Ballston’s Metro station could soon see a colorful, motion-activated, LED light display as part of a new public art project.
Dubbed “Intersections,” the project is being backed by the Ballston Business Improvement District and is still many months away from completion.
But the BID is picking up steam on the effort, according to documents prepared for the County Board, and it’s designed to “create a dynamic, ever-changing feature that will turn an ordinary subway entrance into a place of surprise, wonder and delight.”
The BID is teaming up with a Dutch “design/art collective” to create the art installation, which will consist of spotlights projecting a variety of different colors onto the canopy stretching over the Metro station’s entrance.
The lights will also come equipped with a “a grid of sensors” to “pick up the activity of the people moving in and out of the Ballston station, making the pedestrians active participants in the work,” according to a description of “Intersections” on the BID’s website.
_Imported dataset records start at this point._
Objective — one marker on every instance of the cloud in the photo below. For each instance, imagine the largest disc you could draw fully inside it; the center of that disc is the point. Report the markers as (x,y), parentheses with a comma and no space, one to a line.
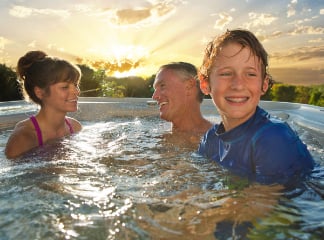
(24,12)
(307,30)
(224,19)
(300,54)
(298,76)
(291,11)
(3,43)
(259,20)
(153,12)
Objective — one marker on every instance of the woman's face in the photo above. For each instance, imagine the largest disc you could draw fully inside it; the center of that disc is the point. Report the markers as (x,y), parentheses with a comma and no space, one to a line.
(236,84)
(63,96)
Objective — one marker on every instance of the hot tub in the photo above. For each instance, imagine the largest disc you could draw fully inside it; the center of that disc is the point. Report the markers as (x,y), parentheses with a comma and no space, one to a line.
(124,176)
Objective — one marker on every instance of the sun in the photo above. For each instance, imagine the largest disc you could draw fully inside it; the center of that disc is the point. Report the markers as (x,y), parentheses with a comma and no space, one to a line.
(121,60)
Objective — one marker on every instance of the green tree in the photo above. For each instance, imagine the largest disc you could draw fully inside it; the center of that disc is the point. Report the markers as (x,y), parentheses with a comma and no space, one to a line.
(91,80)
(111,89)
(283,93)
(302,94)
(317,96)
(9,86)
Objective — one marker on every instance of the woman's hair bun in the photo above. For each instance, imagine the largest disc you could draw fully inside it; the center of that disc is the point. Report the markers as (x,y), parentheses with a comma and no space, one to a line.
(27,60)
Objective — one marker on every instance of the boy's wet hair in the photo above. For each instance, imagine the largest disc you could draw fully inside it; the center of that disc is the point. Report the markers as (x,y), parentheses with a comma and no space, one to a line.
(243,37)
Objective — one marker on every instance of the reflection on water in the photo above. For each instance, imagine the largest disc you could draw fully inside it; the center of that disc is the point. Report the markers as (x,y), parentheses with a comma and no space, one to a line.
(128,178)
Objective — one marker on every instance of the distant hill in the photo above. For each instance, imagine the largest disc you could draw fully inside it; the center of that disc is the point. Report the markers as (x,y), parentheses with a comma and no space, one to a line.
(297,76)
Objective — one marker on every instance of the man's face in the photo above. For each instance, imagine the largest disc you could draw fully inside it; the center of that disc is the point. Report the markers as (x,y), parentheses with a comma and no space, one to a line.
(170,93)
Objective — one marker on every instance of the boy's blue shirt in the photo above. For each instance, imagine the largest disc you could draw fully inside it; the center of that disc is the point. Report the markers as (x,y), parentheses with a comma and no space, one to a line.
(263,148)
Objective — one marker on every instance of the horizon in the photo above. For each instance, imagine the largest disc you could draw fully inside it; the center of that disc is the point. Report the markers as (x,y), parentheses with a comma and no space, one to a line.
(135,38)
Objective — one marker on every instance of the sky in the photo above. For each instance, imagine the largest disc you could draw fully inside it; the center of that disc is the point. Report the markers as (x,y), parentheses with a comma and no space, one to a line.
(134,38)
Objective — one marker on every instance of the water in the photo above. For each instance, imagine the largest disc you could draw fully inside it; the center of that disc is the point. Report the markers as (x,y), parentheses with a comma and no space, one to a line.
(126,177)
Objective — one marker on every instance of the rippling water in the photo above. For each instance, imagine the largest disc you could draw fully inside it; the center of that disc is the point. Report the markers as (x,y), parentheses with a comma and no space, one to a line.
(129,178)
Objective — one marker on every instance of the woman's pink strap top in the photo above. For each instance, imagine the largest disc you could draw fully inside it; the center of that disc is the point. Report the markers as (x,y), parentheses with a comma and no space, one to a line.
(39,132)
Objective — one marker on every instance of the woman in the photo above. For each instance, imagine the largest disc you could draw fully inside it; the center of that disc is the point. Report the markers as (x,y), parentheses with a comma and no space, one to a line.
(53,84)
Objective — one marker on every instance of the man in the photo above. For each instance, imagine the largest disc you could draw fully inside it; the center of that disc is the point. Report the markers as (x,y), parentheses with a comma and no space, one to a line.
(177,92)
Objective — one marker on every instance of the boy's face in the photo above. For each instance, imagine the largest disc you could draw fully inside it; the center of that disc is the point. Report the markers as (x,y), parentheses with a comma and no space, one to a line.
(236,84)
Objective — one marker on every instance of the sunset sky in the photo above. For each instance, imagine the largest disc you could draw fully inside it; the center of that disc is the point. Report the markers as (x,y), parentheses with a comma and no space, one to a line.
(136,37)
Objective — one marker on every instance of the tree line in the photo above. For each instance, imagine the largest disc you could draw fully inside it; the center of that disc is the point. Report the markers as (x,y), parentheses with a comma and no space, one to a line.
(96,83)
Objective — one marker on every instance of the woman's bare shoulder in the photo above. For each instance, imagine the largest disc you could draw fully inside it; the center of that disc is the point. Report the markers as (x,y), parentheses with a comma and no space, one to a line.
(76,125)
(22,139)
“Pedestrians have a direct influence, in that their presence under the canopy will effect the spawning of lines that travel over the canopy,” the design team wrote about the project, according to a county staff report. “Where these animated lines intersect one another, they will give life to ‘autonomous artifacts of light.’ Once these artifacts pass a threshold, they will form the basis of a more involved visual effect. Afterwards, the installation will reset to its initial state.”
The BID is funding the project with the help of a collection of Ballston businesses, and it’s one in a series of public art installations the group has commissioned over the years.
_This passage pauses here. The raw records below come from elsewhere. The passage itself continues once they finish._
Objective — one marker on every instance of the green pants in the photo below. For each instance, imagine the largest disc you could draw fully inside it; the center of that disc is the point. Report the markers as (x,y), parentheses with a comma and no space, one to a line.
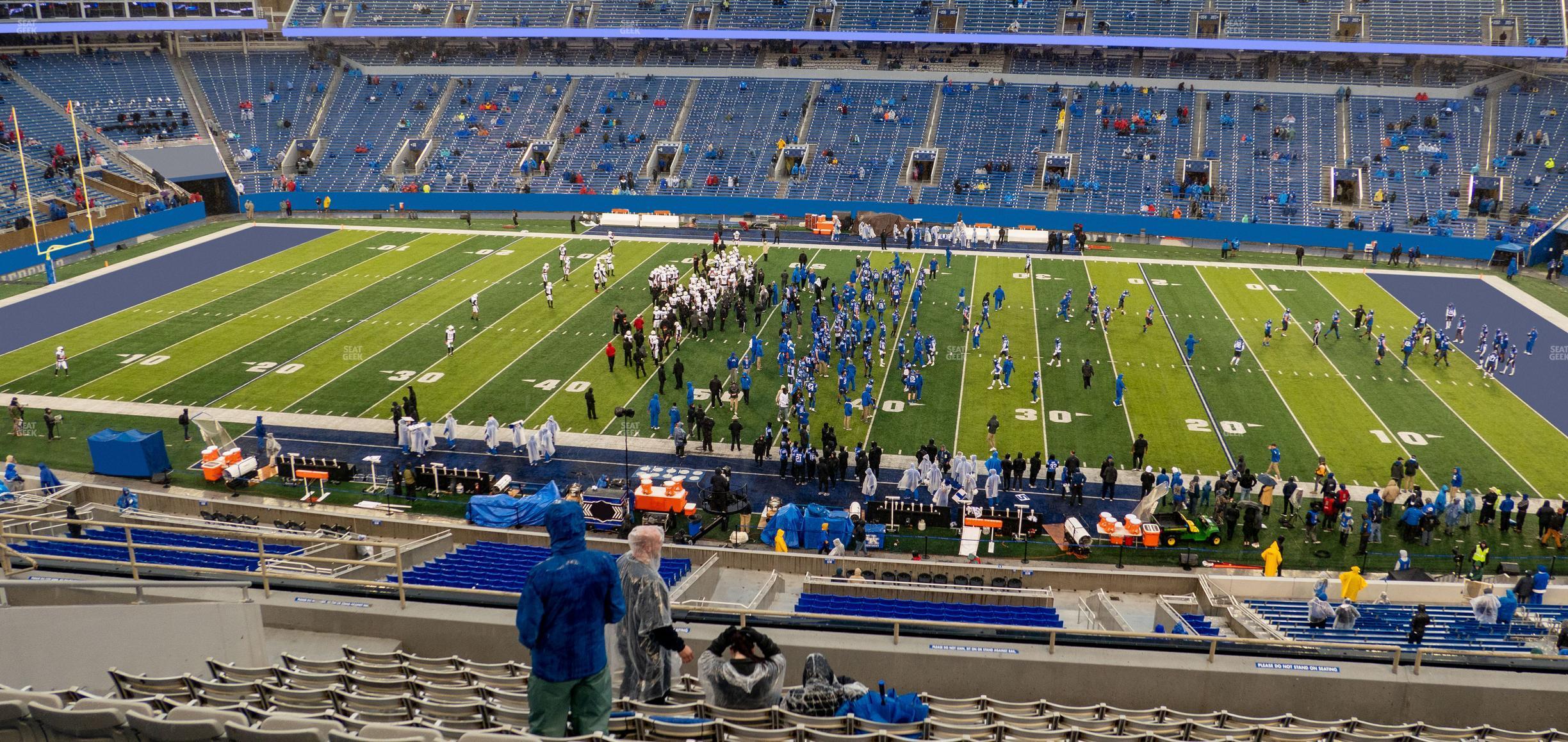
(585,702)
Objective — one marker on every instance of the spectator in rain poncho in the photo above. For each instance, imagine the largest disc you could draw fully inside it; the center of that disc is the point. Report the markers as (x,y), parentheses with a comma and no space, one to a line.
(491,435)
(1485,606)
(646,639)
(1346,615)
(562,613)
(742,670)
(821,692)
(1319,613)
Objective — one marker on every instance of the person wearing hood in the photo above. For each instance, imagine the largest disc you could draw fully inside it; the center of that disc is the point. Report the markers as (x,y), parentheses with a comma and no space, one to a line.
(646,641)
(1346,615)
(821,692)
(1352,582)
(1319,613)
(1418,625)
(1485,606)
(562,614)
(742,670)
(1272,557)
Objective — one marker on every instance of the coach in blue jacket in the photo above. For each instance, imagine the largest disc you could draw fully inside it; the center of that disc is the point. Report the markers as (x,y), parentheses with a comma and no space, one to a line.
(565,606)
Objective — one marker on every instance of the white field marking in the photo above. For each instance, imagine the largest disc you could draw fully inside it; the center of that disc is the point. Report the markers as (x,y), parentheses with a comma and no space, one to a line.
(596,356)
(546,334)
(1446,402)
(233,320)
(758,331)
(1250,352)
(181,313)
(1111,356)
(1319,349)
(281,328)
(548,254)
(416,326)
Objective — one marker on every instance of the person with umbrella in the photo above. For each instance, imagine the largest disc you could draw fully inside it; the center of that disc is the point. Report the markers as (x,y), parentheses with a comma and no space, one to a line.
(742,670)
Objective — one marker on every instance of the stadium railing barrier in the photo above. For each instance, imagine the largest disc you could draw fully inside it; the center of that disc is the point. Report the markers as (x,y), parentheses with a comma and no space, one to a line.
(18,527)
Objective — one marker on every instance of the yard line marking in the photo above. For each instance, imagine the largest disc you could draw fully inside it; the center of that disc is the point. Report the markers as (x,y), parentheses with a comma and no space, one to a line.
(1250,352)
(1112,356)
(272,333)
(1319,349)
(418,326)
(313,284)
(1446,402)
(595,358)
(564,322)
(1034,316)
(1203,400)
(173,314)
(882,388)
(543,256)
(758,331)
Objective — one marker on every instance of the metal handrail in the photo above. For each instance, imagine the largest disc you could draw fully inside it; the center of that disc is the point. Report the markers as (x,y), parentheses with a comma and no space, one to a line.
(137,586)
(742,614)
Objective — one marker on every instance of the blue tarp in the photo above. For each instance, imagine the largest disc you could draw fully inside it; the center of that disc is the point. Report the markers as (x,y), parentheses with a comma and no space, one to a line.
(505,512)
(129,452)
(806,527)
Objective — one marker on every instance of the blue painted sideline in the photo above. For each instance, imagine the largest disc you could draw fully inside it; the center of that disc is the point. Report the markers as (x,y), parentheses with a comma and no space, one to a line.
(107,292)
(1537,379)
(107,236)
(1129,225)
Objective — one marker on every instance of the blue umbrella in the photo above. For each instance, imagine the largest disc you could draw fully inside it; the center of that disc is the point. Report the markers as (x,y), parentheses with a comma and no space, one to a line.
(47,479)
(261,441)
(886,706)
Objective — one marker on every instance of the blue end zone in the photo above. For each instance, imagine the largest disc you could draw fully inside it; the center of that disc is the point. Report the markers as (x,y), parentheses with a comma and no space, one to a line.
(1539,377)
(53,313)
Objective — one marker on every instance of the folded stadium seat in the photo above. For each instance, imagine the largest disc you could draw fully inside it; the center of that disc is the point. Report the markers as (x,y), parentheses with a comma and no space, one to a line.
(90,719)
(16,719)
(142,686)
(184,723)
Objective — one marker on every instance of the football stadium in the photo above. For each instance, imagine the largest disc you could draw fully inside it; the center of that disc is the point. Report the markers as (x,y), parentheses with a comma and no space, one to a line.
(783,371)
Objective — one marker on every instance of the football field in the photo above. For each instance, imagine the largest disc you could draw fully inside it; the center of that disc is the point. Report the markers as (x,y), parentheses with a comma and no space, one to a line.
(344,324)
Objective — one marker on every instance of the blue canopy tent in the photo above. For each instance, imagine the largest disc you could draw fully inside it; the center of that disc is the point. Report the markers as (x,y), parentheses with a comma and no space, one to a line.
(507,512)
(129,454)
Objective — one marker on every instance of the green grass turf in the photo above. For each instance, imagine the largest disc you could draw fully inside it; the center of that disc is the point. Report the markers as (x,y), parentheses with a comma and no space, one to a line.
(102,345)
(112,258)
(1248,410)
(1161,397)
(1549,292)
(1524,440)
(485,355)
(1076,419)
(902,431)
(278,316)
(278,354)
(348,326)
(703,358)
(1324,402)
(1401,400)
In a report to be reviewed by the Board at its meeting Saturday (Feb. 23), the BID says it has yet to receive Metro’s approval for the project, but it expects to win WMATA’s sign-off soon. Once that’s done, it’ll take about 15 months to fully design and construct the installation, likely to be completed sometime in fiscal year 2021.
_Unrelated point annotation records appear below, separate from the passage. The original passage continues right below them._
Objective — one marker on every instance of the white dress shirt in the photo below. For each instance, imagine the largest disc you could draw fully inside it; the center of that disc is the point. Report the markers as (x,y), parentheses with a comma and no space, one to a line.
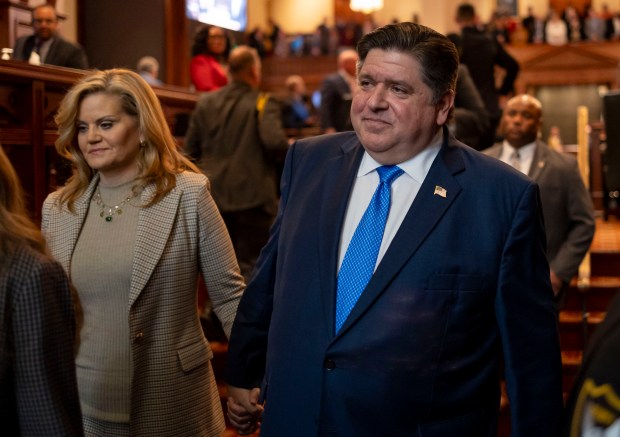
(526,154)
(404,190)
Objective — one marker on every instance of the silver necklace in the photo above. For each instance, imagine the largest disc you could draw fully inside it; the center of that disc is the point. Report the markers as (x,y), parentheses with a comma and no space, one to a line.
(107,212)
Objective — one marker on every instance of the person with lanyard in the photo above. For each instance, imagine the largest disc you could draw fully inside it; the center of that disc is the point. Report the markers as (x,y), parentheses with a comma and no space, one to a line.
(403,272)
(46,46)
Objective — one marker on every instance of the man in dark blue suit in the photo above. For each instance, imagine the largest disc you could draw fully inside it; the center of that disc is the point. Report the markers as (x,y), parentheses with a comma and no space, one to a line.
(460,289)
(46,46)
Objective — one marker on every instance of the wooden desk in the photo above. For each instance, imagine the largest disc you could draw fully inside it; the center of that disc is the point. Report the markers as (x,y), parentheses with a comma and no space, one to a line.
(29,98)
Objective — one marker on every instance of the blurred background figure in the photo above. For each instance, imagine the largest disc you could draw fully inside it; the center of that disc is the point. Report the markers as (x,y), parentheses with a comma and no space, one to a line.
(236,135)
(135,226)
(336,94)
(297,110)
(208,66)
(38,388)
(148,68)
(556,30)
(46,46)
(470,119)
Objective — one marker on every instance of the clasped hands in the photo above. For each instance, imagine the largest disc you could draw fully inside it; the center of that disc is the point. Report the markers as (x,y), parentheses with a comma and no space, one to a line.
(244,411)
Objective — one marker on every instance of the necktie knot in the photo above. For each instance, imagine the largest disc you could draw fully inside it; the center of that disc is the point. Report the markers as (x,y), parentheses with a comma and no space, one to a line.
(387,173)
(515,160)
(361,256)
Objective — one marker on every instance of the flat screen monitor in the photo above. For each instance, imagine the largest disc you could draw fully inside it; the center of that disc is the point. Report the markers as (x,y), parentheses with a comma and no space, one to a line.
(228,14)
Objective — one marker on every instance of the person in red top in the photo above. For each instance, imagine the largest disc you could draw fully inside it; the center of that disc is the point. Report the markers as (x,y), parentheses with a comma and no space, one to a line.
(209,54)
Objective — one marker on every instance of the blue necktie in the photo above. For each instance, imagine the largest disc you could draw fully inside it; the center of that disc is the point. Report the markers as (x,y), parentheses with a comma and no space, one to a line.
(359,261)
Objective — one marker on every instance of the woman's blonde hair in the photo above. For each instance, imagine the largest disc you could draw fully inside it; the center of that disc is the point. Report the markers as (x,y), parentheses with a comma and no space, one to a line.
(16,228)
(159,160)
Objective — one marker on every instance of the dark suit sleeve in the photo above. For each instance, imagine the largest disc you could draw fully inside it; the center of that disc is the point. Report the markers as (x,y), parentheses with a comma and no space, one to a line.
(470,116)
(580,216)
(524,310)
(247,348)
(510,65)
(192,146)
(78,59)
(43,333)
(329,96)
(270,130)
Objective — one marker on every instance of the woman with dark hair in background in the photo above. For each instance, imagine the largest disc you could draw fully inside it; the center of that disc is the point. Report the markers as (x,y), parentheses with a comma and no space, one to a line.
(208,67)
(38,389)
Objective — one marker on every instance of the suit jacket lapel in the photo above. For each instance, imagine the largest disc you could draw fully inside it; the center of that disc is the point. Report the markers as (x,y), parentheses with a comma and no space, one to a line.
(154,227)
(339,177)
(539,161)
(71,228)
(424,214)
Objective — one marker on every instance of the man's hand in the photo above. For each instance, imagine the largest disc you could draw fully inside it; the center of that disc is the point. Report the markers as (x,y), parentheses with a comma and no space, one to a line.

The BID described these changes as part of its annual funding request to the Board. The business group is funded by a property tax in Ballston, and the BID is asking the Board to hold the tax rate steady this year to maintain its existing operations.
Board members agreed to a small rate hike last year to account for a dip in property values in the area, and the BID argues that it still needs the extra cash. The Board will begin its full round of budget deliberations in earnest Saturday, in what could be a challenging year.